Standing behind the OUIHC booth at fresher’s fair for both the University of Oxford and Brookes University, I was approached by a number of people who were surprised to see us there. “Ice hockey?! There’s a team?!” was a common reaction among the passers-by and enthusiastic students. While it is true that the UK is not necessarily one of the first places one associates with ice hockey, the sport has a deep and rich history here, much of it emerging from Oxford University and its students. In response to those surprised students, I quickly mentioned that yes, there is a team – in fact there are 3 teams that make up the OUIHC, the second oldest hockey club in the world.
For others, however, playing ice hockey was a strange proposition approached with caution. Especially for women, many students assumed that it was a men’s sport that is violent and dangerous. When I mentioned the women’s team, so many were truly surprised and amazed. A few keen people were intrigued (some of which are now devoted members of the club). In fact, women’s ice hockey is one of the fastest growing sports in the world, with much of that growth taking place here in the UK. The OUIHC Women’s Blues are proud to be a part of that growth and a part of the history of women’s ice hockey nation-wide.
The OUIHC Women’s Blues were formed in 1981/1982 and were among the first four teams in the British Women’s League founded in 1984. Over the years, we have won several titles, but this year has been exceptional.
Playing in the British University Ice Hockey Association’s (BUIHA) league, we compete against men (and a few other women) in non-checking hockey.

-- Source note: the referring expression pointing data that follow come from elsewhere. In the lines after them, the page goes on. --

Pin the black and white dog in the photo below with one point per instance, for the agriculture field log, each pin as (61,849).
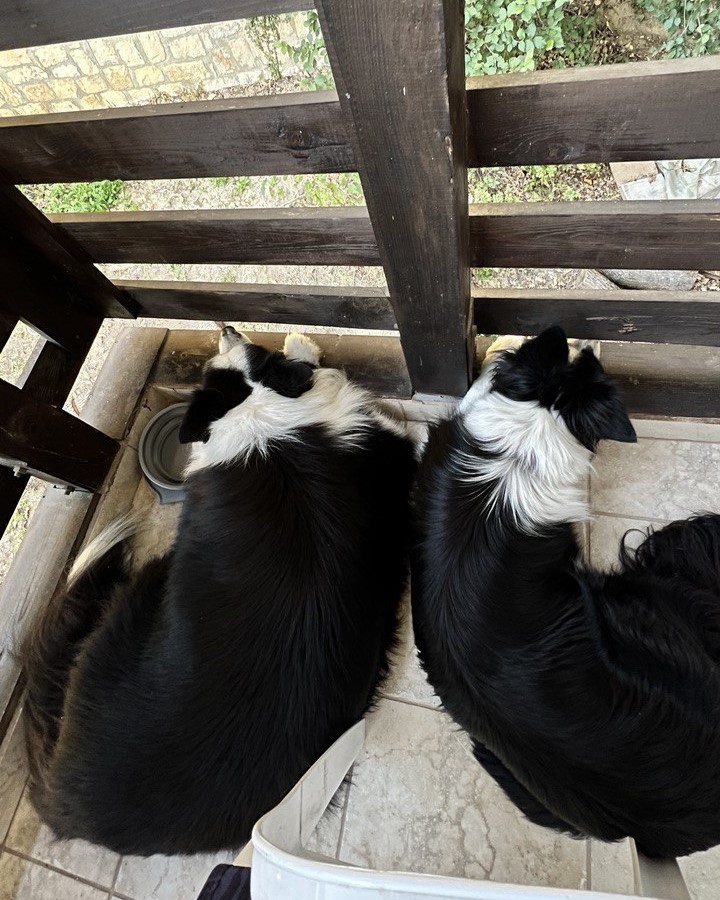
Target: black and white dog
(592,698)
(169,708)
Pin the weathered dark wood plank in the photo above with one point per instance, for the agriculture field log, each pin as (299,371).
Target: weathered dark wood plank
(663,317)
(636,111)
(629,235)
(670,234)
(36,293)
(284,135)
(374,361)
(50,442)
(594,114)
(36,22)
(656,380)
(48,378)
(279,236)
(407,106)
(25,226)
(338,307)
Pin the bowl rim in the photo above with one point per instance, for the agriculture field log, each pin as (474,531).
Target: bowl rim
(152,476)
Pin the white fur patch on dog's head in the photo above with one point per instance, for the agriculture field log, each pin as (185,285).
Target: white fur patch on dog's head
(537,414)
(253,397)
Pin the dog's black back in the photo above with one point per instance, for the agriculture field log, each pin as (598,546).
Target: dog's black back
(593,699)
(218,675)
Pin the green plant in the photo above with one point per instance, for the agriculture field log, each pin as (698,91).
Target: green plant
(311,55)
(343,189)
(692,26)
(264,32)
(506,36)
(90,196)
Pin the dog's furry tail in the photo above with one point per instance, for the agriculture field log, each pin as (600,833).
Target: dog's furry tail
(688,550)
(52,647)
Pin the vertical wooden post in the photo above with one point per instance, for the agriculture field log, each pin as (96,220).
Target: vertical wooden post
(399,67)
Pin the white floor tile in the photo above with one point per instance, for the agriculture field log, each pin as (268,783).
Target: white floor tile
(22,880)
(656,479)
(29,836)
(606,533)
(420,802)
(167,877)
(407,679)
(702,874)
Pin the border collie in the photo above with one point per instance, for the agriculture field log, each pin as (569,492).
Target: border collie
(169,708)
(592,698)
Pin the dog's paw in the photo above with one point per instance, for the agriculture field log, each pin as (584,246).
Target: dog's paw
(302,349)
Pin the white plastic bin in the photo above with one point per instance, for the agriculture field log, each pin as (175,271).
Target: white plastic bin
(283,870)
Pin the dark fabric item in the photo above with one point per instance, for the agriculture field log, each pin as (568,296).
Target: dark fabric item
(227,883)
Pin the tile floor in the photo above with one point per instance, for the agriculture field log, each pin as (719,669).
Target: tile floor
(416,800)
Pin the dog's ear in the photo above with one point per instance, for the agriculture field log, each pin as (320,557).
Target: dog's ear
(590,404)
(205,408)
(287,377)
(530,372)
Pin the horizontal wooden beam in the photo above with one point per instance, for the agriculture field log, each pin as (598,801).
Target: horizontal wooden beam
(48,377)
(662,317)
(318,237)
(635,111)
(51,443)
(659,381)
(40,296)
(374,361)
(631,235)
(670,234)
(284,135)
(28,236)
(337,307)
(32,23)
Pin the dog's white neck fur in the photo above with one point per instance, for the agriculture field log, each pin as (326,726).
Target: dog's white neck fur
(541,468)
(341,407)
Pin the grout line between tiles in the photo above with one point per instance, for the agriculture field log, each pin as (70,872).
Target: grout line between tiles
(588,863)
(115,876)
(44,865)
(341,833)
(420,703)
(15,812)
(649,519)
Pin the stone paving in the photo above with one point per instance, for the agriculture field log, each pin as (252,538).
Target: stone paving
(129,70)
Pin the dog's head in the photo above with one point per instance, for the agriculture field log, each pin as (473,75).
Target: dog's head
(239,366)
(574,386)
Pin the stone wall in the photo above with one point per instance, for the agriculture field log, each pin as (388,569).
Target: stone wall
(132,69)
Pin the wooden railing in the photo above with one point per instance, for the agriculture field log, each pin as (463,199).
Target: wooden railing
(406,120)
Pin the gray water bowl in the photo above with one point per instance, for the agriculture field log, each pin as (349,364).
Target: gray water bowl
(162,457)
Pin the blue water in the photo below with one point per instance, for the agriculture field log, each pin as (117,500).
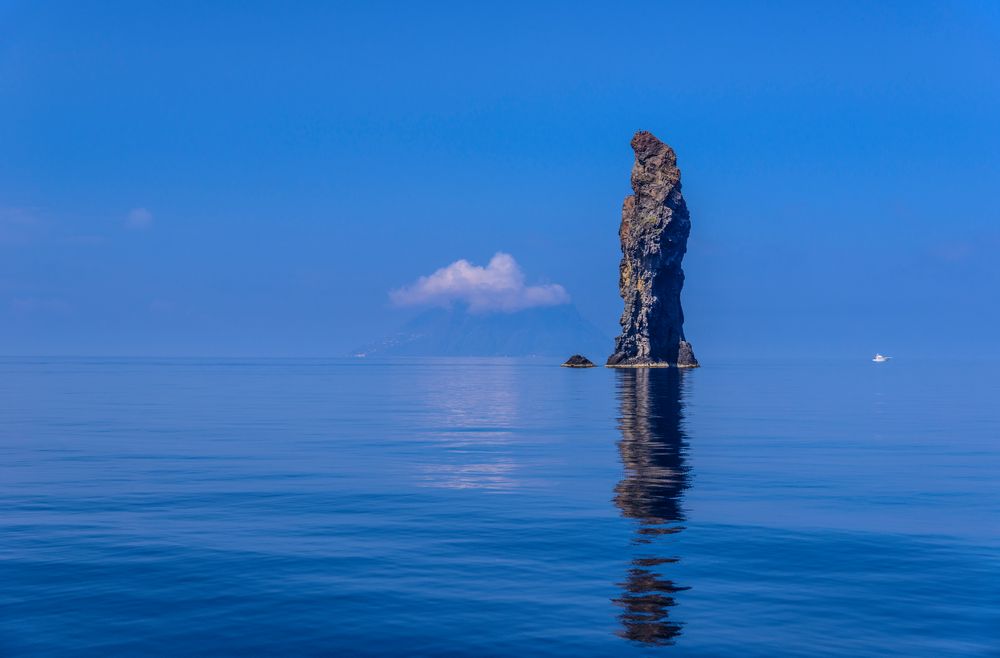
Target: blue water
(498,507)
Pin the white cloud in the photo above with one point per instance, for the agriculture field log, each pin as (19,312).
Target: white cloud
(139,218)
(497,287)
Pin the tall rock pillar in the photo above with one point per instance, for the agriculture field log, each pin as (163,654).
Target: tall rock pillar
(654,232)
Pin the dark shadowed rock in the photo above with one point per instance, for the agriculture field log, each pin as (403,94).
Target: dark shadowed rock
(654,231)
(578,361)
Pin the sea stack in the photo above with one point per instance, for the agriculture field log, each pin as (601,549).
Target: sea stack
(654,232)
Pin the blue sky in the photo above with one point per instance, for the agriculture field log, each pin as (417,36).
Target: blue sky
(255,179)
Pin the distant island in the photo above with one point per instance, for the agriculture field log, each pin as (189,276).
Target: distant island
(654,232)
(458,331)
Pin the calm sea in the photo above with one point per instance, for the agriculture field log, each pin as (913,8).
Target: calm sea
(157,507)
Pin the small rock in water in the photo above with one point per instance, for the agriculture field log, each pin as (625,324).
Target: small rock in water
(578,361)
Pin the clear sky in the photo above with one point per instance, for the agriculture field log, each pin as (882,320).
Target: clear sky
(256,178)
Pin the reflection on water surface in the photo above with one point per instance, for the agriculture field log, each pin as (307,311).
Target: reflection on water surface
(652,449)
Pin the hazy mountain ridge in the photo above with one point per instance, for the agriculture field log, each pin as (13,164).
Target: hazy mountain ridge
(542,331)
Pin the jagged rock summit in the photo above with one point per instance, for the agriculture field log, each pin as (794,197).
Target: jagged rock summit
(654,233)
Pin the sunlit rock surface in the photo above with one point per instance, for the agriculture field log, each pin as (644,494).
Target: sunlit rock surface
(654,232)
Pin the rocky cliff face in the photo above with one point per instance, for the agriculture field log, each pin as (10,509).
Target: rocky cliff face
(654,233)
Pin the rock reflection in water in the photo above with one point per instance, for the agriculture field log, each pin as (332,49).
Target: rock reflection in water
(652,449)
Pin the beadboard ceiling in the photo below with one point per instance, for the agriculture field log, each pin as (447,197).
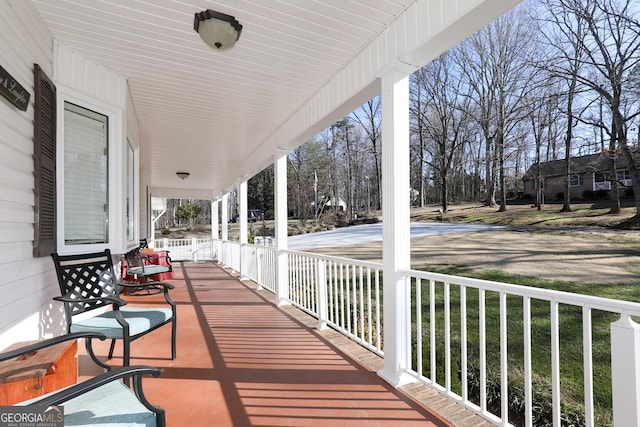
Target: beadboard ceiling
(205,111)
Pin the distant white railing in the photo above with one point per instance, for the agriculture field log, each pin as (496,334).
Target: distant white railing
(488,333)
(191,249)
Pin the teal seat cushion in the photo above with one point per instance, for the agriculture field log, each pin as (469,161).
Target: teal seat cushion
(112,404)
(140,320)
(148,270)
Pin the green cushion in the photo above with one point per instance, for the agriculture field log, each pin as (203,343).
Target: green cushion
(140,320)
(112,404)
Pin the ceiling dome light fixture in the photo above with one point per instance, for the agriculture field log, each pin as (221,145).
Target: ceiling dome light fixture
(218,30)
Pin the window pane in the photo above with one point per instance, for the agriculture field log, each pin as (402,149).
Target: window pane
(85,176)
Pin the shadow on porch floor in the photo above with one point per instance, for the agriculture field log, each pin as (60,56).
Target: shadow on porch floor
(242,361)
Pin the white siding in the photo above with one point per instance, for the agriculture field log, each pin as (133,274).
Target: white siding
(26,284)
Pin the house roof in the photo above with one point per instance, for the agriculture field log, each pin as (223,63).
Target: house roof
(578,165)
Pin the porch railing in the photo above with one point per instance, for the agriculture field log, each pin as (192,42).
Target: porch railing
(486,345)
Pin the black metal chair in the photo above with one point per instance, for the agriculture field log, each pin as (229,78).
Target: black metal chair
(88,283)
(143,244)
(103,399)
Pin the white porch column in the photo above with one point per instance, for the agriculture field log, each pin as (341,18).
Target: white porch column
(281,231)
(625,371)
(225,216)
(215,220)
(396,247)
(242,215)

For many of those prospective female players at our recruitment booth before the season had even begun, this seemed intimidating and, for some, perplexing. Little did anyone know that we would dominate our division and go on to make history at the National Championships by placing third with only 6 skaters in the final semi-final match. We don’t play “women’s hockey”, we are women who play non-checking ice hockey, alongside men’s and mixed teams. The OUIHC Women’s Blues are not just good ‘for a women’s team’, but we are one of the top teams playing non-checking hockey – period.
Still, as one of the very few all-women’s teams in the BUIHA at any level, we have received mixed responses from other teams and fans over the years. In the past, we had been ‘written off’ by game predictions made by the BUIHA, and we’ve been ridiculed for being ‘an easy win’ by opposing teams (innuendo abound, to our disgust). In the particular match that these insults were flung, based purely on our gender, I am very pleased to report that we destroyed the opposing team 8-0 – the inverse score predicted. This year at Nationals, one of our fans overheard a gentleman in the crowd exclaim that there was no way we would win, again on the basis of our gender. We won that match with only 7 skaters, dominating the game despite the close score.
While it can be difficult playing a male dominated sport, achievements are deeply rewarding and work to improve the reputation of the sport beyond just our league. This year, we are incredibly proud to say that we are the best women’s university team in the UK, beating Cambridge and playing above the Newcastle Wildcats. But it is difficult, especially when we face deeply engrained sexism that is, unfortunately, a part of many team cultures in the sporting world. This fuels us to persist and to be the best we can be, playing the sport we all love. In recent years, we’ve done this with the support of the OUIHC men’s teams who have helped on the ice and off, and who respect us as hockey players and people (a mutual sentiment!).
As we look forward to the 2015-2016 season, we are filled with excitement. We’ve come a long way and have made massive strides, year-over-year. We pride ourselves on our commitment to the sport and our role in developing ice hockey nation-wide through our development camp. Our annual camp is open to all female hockey players in the BUIHA, and in 2016, we hope to secure a coach who has experience playing women’s hockey at the national level. While the camp is beneficial for the development of our own team, it is also an important opportunity to develop women’s hockey and a supportive community of women’s ice hockey players across the country.
When recruitment begins and our stall at the fresher’s fairs set up again, I will be behind the table once more looking for recruits for both the men’s and women’s teams. While I’m not sure if ice hockey will ever become as popular here at Oxford as it is in other places, especially in North America, I do hope that one day soon, people will cease to be surprised that women play this ‘men’s’ sport. We play – and we’re damn good.